We live in a world that, thanks to technology, is better connected and has greater access to information than ever before. Accelerated by the proliferation of smart devices and social media, this revolution has changed the way we live. However, its purpose so far has been to hold our attention, rather that to create a better society.
As a result, people are now both better informed and more easily misled: empowered, but also more vulnerable. However, we now recognise that we no longer have to accept there is nothing we can do about the negative aspects of the central role technology plays in our lives if we also want to keep the benefits. The power and the wealth that the big tech companies have created for themselves must also come with greater responsibility towards the safety of their users.
The UK is trying to strike a balance with world-leading online safety legislation, and as chair of the Joint Committee on the Online Safety Bill, I’m working with an expert group of MPs and peers to help us achieve that aim. Often, it is argued that the equilibrium can be found by simply requiring platforms to work with the police to better enforce existing
laws. However, we need to remember that social media companies are not just the hosts of content posted by their users. The algorithms they have designed to keep us online for as long as possible are also being used to promote legal but ultimately harmful content in users’ feeds at an unprecedented scale. These tools have played an active role in the virulent spread of, for example, anti-vaccine conspiracy theories and the incitement of criminal events, such as the Capitol Hill riots in Washington DC at the start of this year.

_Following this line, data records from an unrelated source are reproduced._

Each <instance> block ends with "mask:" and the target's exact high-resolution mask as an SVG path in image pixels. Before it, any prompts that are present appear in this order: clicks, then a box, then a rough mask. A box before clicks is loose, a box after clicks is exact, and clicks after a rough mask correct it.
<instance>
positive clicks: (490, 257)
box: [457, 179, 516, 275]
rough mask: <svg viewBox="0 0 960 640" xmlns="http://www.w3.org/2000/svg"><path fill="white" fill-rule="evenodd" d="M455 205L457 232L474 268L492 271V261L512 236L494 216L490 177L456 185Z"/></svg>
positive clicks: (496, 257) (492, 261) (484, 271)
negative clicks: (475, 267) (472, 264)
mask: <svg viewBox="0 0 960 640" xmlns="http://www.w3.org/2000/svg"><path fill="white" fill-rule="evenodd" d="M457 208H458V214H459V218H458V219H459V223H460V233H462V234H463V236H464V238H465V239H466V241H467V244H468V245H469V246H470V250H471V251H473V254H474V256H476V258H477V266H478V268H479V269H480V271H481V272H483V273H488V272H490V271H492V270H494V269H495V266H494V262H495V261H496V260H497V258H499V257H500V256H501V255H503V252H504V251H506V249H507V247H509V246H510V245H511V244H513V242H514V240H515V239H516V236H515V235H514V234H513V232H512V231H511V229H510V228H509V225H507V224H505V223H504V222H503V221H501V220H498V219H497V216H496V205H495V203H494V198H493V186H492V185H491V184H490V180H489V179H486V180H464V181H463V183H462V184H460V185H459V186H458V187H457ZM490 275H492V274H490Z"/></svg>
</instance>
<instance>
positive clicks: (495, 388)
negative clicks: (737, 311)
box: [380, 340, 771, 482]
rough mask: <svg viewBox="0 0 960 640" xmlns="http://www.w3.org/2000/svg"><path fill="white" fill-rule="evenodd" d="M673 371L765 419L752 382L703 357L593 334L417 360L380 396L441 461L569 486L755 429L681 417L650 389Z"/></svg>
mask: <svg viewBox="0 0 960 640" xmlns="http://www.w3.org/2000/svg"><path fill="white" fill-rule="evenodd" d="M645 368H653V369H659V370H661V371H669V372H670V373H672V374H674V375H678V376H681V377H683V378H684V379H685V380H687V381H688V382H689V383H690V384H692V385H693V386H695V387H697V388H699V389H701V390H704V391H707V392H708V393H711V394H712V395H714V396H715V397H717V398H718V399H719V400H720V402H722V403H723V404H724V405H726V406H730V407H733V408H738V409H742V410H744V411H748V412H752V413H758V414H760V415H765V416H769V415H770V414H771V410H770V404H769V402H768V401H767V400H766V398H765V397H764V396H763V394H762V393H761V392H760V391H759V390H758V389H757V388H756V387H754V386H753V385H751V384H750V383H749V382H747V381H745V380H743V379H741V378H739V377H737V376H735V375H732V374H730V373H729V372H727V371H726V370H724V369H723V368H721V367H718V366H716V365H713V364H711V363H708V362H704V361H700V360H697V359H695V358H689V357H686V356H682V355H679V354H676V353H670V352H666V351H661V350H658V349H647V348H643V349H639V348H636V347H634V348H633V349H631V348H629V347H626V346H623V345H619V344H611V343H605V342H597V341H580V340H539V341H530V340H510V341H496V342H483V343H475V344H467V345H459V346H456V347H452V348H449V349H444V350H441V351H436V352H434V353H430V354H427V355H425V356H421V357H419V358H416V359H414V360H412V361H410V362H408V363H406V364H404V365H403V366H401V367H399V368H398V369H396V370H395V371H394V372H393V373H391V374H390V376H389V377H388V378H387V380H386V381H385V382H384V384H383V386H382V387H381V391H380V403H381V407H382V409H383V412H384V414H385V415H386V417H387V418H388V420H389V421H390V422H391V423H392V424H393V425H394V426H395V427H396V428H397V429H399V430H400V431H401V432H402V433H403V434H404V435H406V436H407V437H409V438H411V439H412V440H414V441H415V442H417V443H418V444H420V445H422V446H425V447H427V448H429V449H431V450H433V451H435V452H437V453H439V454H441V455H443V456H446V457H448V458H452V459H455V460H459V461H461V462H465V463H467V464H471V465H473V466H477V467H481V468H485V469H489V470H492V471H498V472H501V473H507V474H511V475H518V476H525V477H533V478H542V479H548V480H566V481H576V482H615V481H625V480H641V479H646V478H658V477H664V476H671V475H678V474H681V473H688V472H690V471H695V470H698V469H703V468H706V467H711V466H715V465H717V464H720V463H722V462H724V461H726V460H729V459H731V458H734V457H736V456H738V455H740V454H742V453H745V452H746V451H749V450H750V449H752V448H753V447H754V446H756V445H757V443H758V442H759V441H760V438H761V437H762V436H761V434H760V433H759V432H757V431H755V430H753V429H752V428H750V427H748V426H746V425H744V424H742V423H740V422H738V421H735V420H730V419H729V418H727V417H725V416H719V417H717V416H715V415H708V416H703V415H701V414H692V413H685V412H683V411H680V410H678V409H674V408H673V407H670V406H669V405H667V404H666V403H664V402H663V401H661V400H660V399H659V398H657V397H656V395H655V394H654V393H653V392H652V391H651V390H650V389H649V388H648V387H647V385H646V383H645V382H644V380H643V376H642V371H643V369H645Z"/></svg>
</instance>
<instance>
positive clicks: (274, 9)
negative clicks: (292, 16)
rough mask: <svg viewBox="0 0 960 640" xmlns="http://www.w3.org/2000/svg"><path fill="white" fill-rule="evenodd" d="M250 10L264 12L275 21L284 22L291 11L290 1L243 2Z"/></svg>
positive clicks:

We live in a liberal democracy. This is why it’s right that our elected representatives should get to establish the principles that regulate the online world. But we also live in a liberal economy, and the private sector, of course, has a role to play too. Beyond parliament, digital companies themselves are helping to find the right balance.

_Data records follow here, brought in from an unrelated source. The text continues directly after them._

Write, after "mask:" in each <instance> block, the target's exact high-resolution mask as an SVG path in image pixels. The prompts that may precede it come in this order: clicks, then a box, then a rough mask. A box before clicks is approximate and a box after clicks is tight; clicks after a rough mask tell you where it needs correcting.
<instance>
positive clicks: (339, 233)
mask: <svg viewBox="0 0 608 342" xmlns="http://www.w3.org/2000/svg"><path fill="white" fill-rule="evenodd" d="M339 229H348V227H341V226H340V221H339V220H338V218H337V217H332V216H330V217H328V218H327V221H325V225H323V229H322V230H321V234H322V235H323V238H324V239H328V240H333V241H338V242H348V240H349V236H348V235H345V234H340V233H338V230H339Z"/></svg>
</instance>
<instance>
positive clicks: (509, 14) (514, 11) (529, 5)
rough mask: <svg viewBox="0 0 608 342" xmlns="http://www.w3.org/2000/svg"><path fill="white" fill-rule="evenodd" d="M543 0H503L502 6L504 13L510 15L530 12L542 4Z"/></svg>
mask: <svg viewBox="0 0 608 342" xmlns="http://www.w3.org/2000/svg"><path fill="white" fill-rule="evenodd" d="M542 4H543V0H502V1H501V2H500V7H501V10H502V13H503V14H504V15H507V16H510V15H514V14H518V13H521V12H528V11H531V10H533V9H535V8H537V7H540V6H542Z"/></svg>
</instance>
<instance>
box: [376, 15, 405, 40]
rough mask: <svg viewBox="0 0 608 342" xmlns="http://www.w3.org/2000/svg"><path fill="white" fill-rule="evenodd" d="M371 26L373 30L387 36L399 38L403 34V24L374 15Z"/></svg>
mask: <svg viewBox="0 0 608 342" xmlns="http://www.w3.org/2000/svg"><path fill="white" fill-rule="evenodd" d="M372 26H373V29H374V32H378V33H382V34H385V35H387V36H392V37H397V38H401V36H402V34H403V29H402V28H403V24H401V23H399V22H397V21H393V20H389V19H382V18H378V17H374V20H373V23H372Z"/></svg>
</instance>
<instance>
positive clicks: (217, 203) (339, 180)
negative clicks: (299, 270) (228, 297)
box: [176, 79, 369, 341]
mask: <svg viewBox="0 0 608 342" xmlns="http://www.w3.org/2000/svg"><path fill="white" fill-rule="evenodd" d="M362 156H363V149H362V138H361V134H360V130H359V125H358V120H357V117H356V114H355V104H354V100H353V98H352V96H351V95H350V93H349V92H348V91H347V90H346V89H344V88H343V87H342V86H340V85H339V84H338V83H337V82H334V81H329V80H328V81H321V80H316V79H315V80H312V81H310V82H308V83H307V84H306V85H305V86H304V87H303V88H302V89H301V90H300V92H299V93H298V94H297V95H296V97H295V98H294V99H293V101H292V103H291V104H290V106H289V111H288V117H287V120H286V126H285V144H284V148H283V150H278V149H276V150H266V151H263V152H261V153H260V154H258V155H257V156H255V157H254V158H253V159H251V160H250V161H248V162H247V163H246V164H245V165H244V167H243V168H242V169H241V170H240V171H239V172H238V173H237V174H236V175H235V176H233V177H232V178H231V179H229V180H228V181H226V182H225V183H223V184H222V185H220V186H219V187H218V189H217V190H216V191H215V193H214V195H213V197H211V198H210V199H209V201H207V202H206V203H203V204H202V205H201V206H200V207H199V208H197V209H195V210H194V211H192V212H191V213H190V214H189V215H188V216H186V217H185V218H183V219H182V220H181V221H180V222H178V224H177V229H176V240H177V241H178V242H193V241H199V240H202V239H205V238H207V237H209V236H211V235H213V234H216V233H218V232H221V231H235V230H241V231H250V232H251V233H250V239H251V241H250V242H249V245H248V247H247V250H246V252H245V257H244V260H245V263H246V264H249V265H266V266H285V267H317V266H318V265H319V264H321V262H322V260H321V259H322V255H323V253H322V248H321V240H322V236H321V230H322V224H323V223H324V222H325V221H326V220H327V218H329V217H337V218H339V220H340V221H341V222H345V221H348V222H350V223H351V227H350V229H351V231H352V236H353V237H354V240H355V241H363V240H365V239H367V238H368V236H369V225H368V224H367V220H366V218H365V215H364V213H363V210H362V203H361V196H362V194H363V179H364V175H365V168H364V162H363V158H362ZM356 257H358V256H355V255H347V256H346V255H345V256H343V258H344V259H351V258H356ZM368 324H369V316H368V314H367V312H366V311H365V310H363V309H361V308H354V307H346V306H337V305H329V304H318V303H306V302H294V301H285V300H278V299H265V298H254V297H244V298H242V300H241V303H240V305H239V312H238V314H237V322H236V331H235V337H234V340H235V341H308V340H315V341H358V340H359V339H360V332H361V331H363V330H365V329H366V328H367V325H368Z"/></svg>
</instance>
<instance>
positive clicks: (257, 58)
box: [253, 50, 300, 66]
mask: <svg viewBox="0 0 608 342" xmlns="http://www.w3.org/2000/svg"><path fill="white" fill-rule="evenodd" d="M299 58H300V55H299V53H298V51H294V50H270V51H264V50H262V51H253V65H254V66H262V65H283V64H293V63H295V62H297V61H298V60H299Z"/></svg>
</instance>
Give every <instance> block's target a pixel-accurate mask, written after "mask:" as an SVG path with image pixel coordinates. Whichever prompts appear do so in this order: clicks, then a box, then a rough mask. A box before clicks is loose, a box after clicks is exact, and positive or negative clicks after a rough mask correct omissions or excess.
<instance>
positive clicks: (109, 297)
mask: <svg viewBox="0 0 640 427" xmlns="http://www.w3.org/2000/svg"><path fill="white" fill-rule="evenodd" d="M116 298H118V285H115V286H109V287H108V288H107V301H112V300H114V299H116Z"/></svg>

On my Infotagion Podcast I’ve been discussing this with a number of entrepreneurs and innovators who are looking beyond the attention-based business models of the personalised ad-tech driven giants. Instead, they are creating digital services that seek to improve the user experience online and promote safety, in a way that remains privacy-focused. Crisp Thinking, Factmata, Logically and SafeToNet are all UK companies harnessing the power of artificial intelligence to analyse, classify and mitigate the impacts of abuse and disinformation on mainstream platforms.
That isn’t to say the big beasts of tech don’t have a role to play too. Adobe’s Content Authenticity Initiative is helping to clearly identify the origin of online content and whether it’s been edited. Sir Tim Berners-Lee’s Inrupt is building tools to allow users to keep their personal data on independent servers, rather than on those run by Facebook, Google and Twitter. And Washington state, following calls from two of its most successful companies, Microsoft and Amazon, has passed a law requiring independent testing of new application programming interfaces (APIs) for facial recognition technologies.
I’m convinced that the Online Safety Bill, combined with measures to encourage competition in digital markets, is ushering in a new era of private innovation. This time it will promote safety by design, rather than by afterthought.